Modular invariance and thermal effective field theory in CFT

TL;DR

This paper uses thermal effective field theory to relate the subleading thermal free energy coefficient to Casimir energy in CFTs, proposing a positivity bound and exploring various applications including background geometries and chemical potentials.

Contribution

It establishes a connection between thermal free energy coefficients and Casimir energy in CFTs and introduces a conjectured positivity bound supported by evidence.

Findings

The coefficient c_1 equals the subleading Casimir energy term.

Proposed a sign constraint c_1 ≥ 0 for CFTs.
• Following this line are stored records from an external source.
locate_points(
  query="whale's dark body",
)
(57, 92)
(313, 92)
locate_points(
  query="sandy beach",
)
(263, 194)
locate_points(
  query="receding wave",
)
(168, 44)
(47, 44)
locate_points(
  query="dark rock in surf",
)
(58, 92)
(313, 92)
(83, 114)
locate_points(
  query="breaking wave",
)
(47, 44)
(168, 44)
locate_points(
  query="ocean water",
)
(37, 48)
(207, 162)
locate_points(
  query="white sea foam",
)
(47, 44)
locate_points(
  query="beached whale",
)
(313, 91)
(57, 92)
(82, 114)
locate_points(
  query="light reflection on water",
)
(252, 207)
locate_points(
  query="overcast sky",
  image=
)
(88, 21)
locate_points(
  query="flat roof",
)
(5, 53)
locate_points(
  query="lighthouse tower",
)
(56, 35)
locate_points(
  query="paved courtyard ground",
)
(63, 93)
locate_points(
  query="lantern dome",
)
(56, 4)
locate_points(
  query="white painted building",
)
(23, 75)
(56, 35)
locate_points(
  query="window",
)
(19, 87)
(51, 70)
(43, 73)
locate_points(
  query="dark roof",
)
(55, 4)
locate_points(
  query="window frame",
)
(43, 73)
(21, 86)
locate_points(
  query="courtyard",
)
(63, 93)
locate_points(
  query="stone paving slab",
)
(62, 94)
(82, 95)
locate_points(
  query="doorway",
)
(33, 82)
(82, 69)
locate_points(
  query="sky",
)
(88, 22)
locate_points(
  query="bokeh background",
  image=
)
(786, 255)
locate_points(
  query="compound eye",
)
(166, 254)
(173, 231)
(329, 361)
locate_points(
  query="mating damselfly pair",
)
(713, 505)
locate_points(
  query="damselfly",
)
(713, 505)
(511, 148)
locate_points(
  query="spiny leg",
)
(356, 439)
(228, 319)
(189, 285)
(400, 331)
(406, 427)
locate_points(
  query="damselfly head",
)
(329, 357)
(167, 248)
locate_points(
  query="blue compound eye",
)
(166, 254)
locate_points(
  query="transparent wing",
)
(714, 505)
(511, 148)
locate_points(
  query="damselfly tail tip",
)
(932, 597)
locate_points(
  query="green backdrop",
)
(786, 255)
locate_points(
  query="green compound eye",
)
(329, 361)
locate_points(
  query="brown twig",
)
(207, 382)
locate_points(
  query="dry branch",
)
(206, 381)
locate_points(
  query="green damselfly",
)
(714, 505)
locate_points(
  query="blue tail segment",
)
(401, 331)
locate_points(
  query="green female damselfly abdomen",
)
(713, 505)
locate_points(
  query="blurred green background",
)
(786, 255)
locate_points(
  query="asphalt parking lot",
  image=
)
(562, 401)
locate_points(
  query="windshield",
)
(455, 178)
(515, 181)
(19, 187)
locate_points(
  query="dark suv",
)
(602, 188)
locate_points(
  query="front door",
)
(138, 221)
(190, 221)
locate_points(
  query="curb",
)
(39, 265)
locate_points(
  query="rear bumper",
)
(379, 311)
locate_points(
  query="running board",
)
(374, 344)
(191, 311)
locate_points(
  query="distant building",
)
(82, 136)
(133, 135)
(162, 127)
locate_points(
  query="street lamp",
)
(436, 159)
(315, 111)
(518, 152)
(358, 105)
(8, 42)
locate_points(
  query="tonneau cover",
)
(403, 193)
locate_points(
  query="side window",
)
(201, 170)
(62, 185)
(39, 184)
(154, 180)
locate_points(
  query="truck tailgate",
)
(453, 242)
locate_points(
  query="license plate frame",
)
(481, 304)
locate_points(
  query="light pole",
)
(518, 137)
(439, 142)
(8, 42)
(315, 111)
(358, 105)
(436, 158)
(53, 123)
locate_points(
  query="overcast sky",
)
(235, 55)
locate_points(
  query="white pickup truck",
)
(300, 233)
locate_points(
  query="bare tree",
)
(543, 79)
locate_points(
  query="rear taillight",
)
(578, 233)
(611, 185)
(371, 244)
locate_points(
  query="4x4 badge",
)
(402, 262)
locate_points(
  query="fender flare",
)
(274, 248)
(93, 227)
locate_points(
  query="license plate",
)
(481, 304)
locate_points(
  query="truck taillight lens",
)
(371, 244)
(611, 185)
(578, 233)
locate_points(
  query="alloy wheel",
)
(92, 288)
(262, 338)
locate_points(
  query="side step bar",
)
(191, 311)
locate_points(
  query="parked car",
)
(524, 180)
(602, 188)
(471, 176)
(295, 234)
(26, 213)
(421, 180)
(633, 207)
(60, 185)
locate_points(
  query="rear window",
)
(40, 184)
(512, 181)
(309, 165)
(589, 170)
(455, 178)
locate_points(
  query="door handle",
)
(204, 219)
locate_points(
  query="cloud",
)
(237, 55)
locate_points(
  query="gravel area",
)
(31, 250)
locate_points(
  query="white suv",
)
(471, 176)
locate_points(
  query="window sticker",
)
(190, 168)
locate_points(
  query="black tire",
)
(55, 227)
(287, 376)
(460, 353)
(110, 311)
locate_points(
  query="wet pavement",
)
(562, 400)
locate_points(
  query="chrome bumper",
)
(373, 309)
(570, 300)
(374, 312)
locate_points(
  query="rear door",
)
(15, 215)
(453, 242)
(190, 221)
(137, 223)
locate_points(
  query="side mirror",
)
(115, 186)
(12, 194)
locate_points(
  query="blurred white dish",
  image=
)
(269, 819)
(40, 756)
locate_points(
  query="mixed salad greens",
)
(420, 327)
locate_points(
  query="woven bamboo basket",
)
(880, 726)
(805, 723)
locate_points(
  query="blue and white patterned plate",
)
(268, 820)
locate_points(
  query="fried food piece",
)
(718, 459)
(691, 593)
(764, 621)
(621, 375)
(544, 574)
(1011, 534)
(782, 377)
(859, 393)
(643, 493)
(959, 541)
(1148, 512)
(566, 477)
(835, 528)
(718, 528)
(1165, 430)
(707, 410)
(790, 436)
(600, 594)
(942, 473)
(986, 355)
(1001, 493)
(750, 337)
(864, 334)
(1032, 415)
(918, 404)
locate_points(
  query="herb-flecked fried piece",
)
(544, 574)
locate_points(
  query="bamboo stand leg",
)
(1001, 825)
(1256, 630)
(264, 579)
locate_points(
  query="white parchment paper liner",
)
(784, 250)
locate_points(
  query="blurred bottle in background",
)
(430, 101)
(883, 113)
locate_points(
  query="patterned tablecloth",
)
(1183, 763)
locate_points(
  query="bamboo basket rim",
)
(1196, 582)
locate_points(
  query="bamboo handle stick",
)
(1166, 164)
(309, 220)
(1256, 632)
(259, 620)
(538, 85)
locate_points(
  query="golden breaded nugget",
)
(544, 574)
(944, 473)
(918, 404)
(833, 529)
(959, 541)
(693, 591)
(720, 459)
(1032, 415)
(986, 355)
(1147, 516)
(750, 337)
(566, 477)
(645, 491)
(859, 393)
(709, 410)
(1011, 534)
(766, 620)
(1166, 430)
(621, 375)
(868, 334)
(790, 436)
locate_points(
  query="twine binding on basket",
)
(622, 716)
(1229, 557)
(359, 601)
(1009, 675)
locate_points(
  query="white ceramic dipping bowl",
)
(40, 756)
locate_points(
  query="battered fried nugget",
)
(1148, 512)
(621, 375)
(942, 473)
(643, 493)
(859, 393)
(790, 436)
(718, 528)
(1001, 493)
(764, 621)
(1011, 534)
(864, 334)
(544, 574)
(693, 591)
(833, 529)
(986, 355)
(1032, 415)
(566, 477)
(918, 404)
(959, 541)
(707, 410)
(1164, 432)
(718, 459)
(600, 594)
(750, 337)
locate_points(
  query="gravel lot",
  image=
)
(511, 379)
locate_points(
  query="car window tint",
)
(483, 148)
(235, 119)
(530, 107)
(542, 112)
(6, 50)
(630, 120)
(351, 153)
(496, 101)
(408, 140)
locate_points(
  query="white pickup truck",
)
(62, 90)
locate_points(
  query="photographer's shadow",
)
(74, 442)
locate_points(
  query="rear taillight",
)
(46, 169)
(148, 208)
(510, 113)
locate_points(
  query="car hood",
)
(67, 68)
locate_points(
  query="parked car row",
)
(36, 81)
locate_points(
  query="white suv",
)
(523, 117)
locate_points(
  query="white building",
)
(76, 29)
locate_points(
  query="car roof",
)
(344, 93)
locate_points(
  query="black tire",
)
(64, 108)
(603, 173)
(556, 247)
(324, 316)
Derived high-temperature partition functions with angular velocities.

Abstract

We use thermal effective field theory to derive that the coefficient of the first subleading piece of the thermal free energy, $c_1$, is equal to the coefficient of the subleading piece of the Casimir energy on $S^1 \times S^{d-2}$ for $d \geq 4$. We conjecture that this coefficient obeys a sign constraint $c_1 \geq 0$ in CFT and collect some evidence for this bound. We discuss various applications of the thermal effective field theory, including placing the CFT on different spatial backgrounds and turning on chemical potentials for $U(1)$ charge and angular momentum. Along the way, we derive the high-temperature partition function on a sphere with arbitrary angular velocities using only time dilation and length contraction.